Mon psychiatre, ce héros

Posté dans : Société 1
Petite fiction satirique sur la psychiatrie et ses dérives

Je suis confortablement assis dans un fauteuil dont les accoudoirs supportent parfaitement mes bras naturellement disposés de part et d’autre de mon corps. Les murs de la pièce dans laquelle je me trouve sont d’un blanc immaculé. Sur les étagères se trouvent une multitude d’ouvrages aux noms plus ou moins explicites: «Le malade et sa maladie», «La dépendance affective», «La complexitude de la sexualité décomplexée», etc.

La personne se trouvant en face de moi a l’air affable et avenante. Tout en dégageant une certaine aura de sagesse teintée de condescendance, elle porte sur moi un regard bienveillant dénué de toute nervosité. Vous l’aurez certainement compris: je suis chez le psychiatre.

Le psychiatre, à la différence du psychologue, peut se targuer d’avoir étudié la médecine, ce qui le permet de prétendre à une rémunération avoisinant les 250 francs de l’heure. Représentant le dernier rempart au pétage de plomb généralisé inhérent à nos sociétés postindustrielles surconsuméristes, hyper-individualistes et hautement concurrentielles, il est progressivement devenu le messie d’une horde d’ouailles depuis longtemps habitués à l’idée de la non-existence de Dieu.

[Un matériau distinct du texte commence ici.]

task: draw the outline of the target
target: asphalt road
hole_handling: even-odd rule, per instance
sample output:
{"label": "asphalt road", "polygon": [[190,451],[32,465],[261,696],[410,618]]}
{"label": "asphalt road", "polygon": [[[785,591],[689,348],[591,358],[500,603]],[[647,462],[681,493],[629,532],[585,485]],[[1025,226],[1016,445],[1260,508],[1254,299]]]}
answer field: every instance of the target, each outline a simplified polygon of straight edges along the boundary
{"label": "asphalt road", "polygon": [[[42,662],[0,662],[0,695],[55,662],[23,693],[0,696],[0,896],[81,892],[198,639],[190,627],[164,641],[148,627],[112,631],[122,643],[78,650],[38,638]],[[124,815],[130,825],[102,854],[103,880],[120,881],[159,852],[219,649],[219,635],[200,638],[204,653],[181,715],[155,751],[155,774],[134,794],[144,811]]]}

Je le regarde dans le blanc des yeux, il me regarde dans le blanc des yeux. Les secondes passent. Je ressens le malaise et la nervosité monter en moi, tandis qu’il demeure impassible. Drôle de méthode que de faire souffrir son patient en le laissant baigner dans son propre malaise, mais je ne remets pas en question le professionnalisme de mon psychiatre; après tout, c’est mon sauveur.

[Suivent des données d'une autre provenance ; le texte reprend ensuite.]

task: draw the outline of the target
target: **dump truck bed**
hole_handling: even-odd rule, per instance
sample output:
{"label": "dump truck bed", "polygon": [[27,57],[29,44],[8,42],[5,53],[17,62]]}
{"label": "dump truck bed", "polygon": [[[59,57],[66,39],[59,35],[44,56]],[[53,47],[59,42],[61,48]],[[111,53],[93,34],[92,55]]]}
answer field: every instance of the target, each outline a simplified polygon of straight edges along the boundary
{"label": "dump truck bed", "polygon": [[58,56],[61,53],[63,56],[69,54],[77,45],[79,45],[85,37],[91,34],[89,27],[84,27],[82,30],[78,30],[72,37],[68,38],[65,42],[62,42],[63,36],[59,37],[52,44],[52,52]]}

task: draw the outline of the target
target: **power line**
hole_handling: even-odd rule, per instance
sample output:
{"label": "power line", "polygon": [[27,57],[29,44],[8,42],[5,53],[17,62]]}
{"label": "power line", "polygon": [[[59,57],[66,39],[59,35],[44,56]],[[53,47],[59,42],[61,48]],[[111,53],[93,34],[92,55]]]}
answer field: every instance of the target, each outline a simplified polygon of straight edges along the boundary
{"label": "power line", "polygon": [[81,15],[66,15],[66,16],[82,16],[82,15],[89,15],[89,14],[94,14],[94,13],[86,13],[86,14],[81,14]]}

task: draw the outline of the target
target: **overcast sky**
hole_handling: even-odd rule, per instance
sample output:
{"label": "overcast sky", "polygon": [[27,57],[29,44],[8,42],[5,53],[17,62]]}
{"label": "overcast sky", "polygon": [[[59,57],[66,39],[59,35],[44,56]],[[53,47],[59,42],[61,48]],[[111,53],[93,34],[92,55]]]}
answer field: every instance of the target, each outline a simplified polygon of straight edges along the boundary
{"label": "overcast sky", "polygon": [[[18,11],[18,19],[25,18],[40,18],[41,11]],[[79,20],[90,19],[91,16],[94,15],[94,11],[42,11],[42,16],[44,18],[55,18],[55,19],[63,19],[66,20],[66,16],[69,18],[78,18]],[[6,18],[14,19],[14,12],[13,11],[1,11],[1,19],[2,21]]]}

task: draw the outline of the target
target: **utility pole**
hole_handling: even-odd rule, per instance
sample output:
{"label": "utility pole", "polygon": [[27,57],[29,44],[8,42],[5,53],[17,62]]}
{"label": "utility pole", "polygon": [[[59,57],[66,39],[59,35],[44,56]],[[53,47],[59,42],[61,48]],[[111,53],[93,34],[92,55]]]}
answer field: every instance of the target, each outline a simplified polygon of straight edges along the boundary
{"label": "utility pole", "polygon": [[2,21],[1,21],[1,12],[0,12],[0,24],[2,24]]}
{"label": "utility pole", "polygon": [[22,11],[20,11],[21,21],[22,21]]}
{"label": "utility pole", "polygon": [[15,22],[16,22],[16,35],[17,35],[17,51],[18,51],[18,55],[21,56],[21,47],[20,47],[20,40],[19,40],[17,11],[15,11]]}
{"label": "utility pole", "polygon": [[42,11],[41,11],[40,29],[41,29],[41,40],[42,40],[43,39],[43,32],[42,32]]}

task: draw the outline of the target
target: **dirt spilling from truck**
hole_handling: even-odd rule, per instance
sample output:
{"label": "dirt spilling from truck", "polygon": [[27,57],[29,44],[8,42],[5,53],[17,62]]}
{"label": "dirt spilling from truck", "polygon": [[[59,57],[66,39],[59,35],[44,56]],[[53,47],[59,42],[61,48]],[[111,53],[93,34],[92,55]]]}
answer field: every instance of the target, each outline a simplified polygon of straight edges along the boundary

Au bout de quelques minutes qui me paraissent une éternité, je craque. Sur un rythme de stakhanoviste, je vomis mon mal-être à ses pieds. J’ai un bon job, mais ne suis pas satisfait au travail. J’ai de l’argent mais ne prend pas de plaisir à consommer. J’ai un conjoint mais cherche toujours l’amour. J’aspire au bonheur mais ne connaît que la tristesse. «Oh Docteur, aidez-moi, ma vie n’est qu’un égout sans fond puant l’urine, une fosse sceptique dans laquelle je rampe et me tord sur des montagnes de fange, aidez-moi, je vous en prie, vous êtes mon dernier espoir».

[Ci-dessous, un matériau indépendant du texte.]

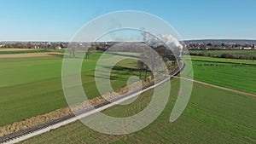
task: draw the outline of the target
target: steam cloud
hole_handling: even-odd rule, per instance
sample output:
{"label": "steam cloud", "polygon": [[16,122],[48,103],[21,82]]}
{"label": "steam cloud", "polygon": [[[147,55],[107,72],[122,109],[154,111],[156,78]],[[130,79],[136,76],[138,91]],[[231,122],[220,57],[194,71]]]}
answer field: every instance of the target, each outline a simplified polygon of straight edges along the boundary
{"label": "steam cloud", "polygon": [[159,35],[158,37],[150,34],[149,32],[143,32],[144,42],[153,47],[157,47],[160,45],[166,45],[168,49],[173,50],[175,49],[178,49],[177,55],[181,56],[181,52],[183,46],[179,43],[179,41],[172,35],[162,34]]}

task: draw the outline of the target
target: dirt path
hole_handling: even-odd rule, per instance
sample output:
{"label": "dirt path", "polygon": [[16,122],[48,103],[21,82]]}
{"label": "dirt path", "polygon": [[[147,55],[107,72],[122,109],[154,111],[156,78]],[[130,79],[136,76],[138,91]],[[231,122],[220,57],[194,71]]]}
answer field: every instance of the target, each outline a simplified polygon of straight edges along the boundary
{"label": "dirt path", "polygon": [[38,57],[38,56],[52,56],[63,55],[64,54],[49,52],[49,53],[26,53],[26,54],[10,54],[0,55],[0,58],[19,58],[19,57]]}
{"label": "dirt path", "polygon": [[228,90],[228,91],[232,91],[232,92],[235,92],[235,93],[237,93],[237,94],[241,94],[241,95],[250,95],[250,96],[256,97],[255,94],[251,94],[251,93],[247,93],[247,92],[244,92],[244,91],[236,90],[236,89],[229,89],[229,88],[225,88],[225,87],[222,87],[222,86],[218,86],[218,85],[215,85],[215,84],[208,84],[208,83],[204,83],[204,82],[201,82],[201,81],[198,81],[198,80],[194,80],[194,79],[183,78],[183,77],[174,77],[174,78],[182,78],[182,79],[185,79],[185,80],[189,80],[189,81],[195,82],[195,83],[198,83],[198,84],[204,84],[204,85],[207,85],[207,86],[211,86],[211,87],[214,87],[214,88],[218,88],[218,89],[224,89],[224,90]]}

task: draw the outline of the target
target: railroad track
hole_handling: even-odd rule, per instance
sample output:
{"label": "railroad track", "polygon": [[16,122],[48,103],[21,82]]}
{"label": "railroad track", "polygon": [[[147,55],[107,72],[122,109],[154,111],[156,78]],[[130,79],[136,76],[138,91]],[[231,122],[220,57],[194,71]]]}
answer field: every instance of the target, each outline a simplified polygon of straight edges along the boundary
{"label": "railroad track", "polygon": [[[63,116],[63,117],[61,117],[61,118],[55,118],[55,119],[49,120],[48,122],[45,122],[45,123],[43,123],[43,124],[37,124],[35,126],[30,127],[28,129],[26,129],[26,130],[20,130],[20,131],[17,131],[17,132],[12,133],[12,134],[6,135],[4,136],[0,137],[0,143],[15,143],[15,142],[21,141],[24,141],[27,138],[30,138],[30,137],[32,137],[34,135],[40,135],[40,134],[43,134],[44,132],[49,131],[50,130],[53,130],[53,129],[49,129],[49,130],[44,130],[44,131],[43,130],[49,128],[50,126],[59,124],[59,126],[55,126],[55,129],[56,129],[56,128],[61,127],[62,125],[65,125],[67,124],[73,123],[73,122],[79,119],[78,118],[76,118],[76,116],[77,117],[78,116],[82,116],[82,115],[84,115],[84,113],[91,113],[92,114],[93,113],[92,111],[94,111],[94,110],[101,111],[101,109],[102,109],[102,107],[106,107],[109,104],[113,104],[113,102],[121,101],[125,98],[129,97],[130,95],[137,95],[137,94],[147,91],[147,90],[148,90],[150,89],[153,89],[153,88],[154,88],[158,85],[160,85],[161,84],[168,81],[170,78],[173,78],[174,76],[177,76],[181,71],[183,71],[183,67],[184,67],[184,63],[183,61],[179,61],[179,66],[177,66],[169,76],[165,76],[162,78],[156,81],[155,83],[151,83],[151,84],[144,86],[142,89],[134,90],[134,91],[130,92],[128,94],[121,95],[120,96],[113,98],[111,100],[108,100],[108,101],[103,101],[100,104],[84,108],[83,110],[74,112],[73,113],[70,113],[68,115],[66,115],[66,116]],[[112,106],[110,106],[110,107],[112,107]],[[88,115],[90,115],[90,114],[88,114]],[[84,117],[86,117],[88,115],[85,115]],[[70,122],[67,123],[67,124],[63,123],[63,122],[67,121],[67,120],[69,120]],[[61,123],[63,124],[61,124]],[[40,130],[41,130],[41,132],[38,132]],[[26,135],[31,135],[32,133],[35,133],[35,132],[38,132],[38,134],[32,135],[31,136],[27,136],[26,138],[21,139],[22,136],[26,136]],[[19,138],[20,138],[20,140],[17,140]],[[17,140],[17,141],[15,141],[15,140]]]}

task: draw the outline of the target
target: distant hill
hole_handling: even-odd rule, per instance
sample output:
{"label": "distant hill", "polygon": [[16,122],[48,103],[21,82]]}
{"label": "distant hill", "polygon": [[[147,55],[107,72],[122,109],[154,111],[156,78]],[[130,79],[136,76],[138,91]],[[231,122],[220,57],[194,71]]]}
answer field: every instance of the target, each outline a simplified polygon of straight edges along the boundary
{"label": "distant hill", "polygon": [[184,40],[184,43],[256,43],[256,40],[250,39],[198,39]]}

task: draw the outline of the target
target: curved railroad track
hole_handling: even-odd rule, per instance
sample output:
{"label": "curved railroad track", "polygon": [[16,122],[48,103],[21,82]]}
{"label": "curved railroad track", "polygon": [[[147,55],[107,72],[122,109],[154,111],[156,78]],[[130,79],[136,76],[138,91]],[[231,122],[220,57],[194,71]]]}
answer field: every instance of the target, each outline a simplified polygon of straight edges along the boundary
{"label": "curved railroad track", "polygon": [[177,76],[183,69],[184,68],[184,63],[183,61],[179,61],[179,66],[177,66],[169,76],[165,76],[162,78],[159,79],[155,83],[151,83],[147,86],[144,86],[142,90],[135,90],[125,95],[121,95],[120,96],[113,98],[111,100],[108,100],[100,104],[95,105],[90,107],[87,107],[83,110],[79,110],[75,112],[74,113],[70,113],[68,115],[49,120],[48,122],[30,127],[28,129],[17,131],[12,134],[6,135],[4,136],[0,137],[0,143],[15,143],[26,139],[31,138],[32,136],[45,133],[54,129],[57,129],[61,126],[66,125],[67,124],[73,123],[81,118],[84,118],[88,115],[93,114],[99,111],[108,108],[115,104],[119,103],[119,101],[123,101],[131,97],[137,95],[140,93],[145,92],[148,89],[151,89],[154,87],[157,87],[165,82],[170,80],[174,76]]}

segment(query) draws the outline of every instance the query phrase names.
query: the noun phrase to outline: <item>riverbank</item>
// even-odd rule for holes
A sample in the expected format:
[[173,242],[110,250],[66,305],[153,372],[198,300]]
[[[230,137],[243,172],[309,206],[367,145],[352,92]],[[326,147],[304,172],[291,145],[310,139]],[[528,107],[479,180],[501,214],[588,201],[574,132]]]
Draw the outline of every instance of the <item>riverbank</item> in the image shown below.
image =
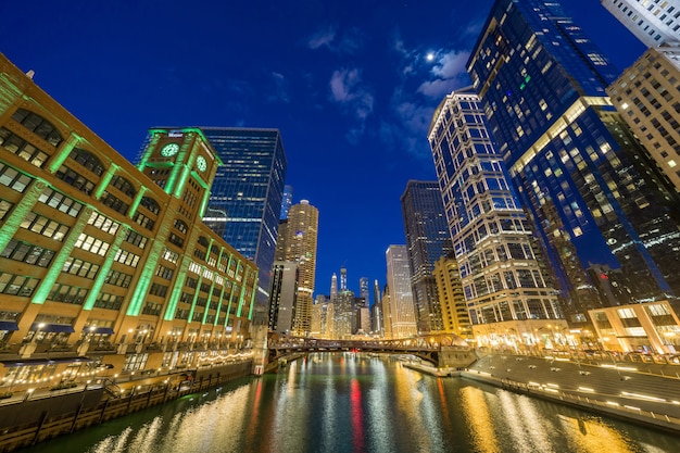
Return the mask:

N’ayant pas bougé d’un pet, mon psychiatre me dévisage toujours avec sa puissante quiétude. Ses yeux ont l’air de dire: «je comprends, je comprends bien, je comprends parfaitement. Ne t’inquiète pas mon enfant, tu es égaré, tu t’es éloigné du chemin, mais tu n’es pas perdu pour autant. Je peux t’aider, je suis psychiatre, il suffit de croire en moi, j’ai étudié la médecine, je vais te guérir».

Griffonnant sur une ordonnance quelques obscurs idéogrammes connus de la seule communauté des médecins et pharmaciens, il me conseille de prendre quelques jours de repos. Me signant un certificat d’incapacité momentanée de travail, il m’indique ensuite la posologie de ma médication: anxiolytiques et antidépresseurs à prendre en différentes doses et à différents moments de la journée.

Je me sens déjà mieux. La conscience d’être pris en charge par un professionnel et de m’être fait prescrire des médicaments allège ma souffrance psychologique. Je me réjouis déjà de croquer ces petites pilules thérapeutiques, promesses de sérénité artificielle et de bien-être périodiquement renouvelé.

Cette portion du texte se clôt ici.